A CNN/ORC poll published last Friday showed that the public disapproves of the way President Obama is leading the country by a margin of 51 percent to 47 percent.
This would be troubling news for Obama if he were seeking a third term, which of course he’s not. But it could be a serious liability for Vice President Joseph Biden, Obama’s leading cheerleader and policy advocate, if Biden decides to make a late entry into the presidential campaign this fall.
After months of private deliberations and consultation with his family, Democratic party activists and potential campaign donors, the 72-year-old Biden is now “increasingly leaning” towards challenging former Secretary of State Hillary Clinton for their party’s presidential nomination, according to The Wall Street Journal.

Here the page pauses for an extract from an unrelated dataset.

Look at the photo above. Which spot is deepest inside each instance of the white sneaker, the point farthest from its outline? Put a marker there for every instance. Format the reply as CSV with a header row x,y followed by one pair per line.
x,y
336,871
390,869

The vice president sounded out political activists in South Carolina during a recent vacation. More intriguingly, Biden arranged a private meeting last Saturday in the vice president’s official residence with Sen. Elizabeth Warren of Massachusetts, a rock star among liberal Democrats.
Biden reportedly returned to Washington, D.C., from his home in Delaware to meet with the freshman Democrat for lunch, discussing a wide range of political and policy topics for nearly two hours. According to NBC News, the two delved into the state of the Republican and Democratic contests, but Biden did not directly seek Warren’s endorsement – at least not for now.
Warren, a champion of consumer protection and a bitter critic of Wall Street, gave serious thought to seeking the 2016 Democratic presidential nomination before deciding against it – much to the disappointment of a vigorous “draft Warren” campaign mounted by liberal Democrats and progressives. Sen. Bernie Sanders, the Vermont Democratic socialist, subsequently picked up the liberal mantle and has run an impressive campaign that has drawn some of the largest crowds of any candidate.
But Warren has yet to endorse Sanders or anyone else for president. There has never been much love lost between Warren and Clinton, who is from the moderate wing of the party and whose long-standing relationships with Wall Street businessmen and other wealthy interests have grated on Warren. In an interview on Sunday in Boston, Warren told WBZ-TV’s Jon Keller that she was not committed to any one Democratic candidate. And in an apparent reference to Clinton, Warren said that “I don’t think anyone has been anointed.”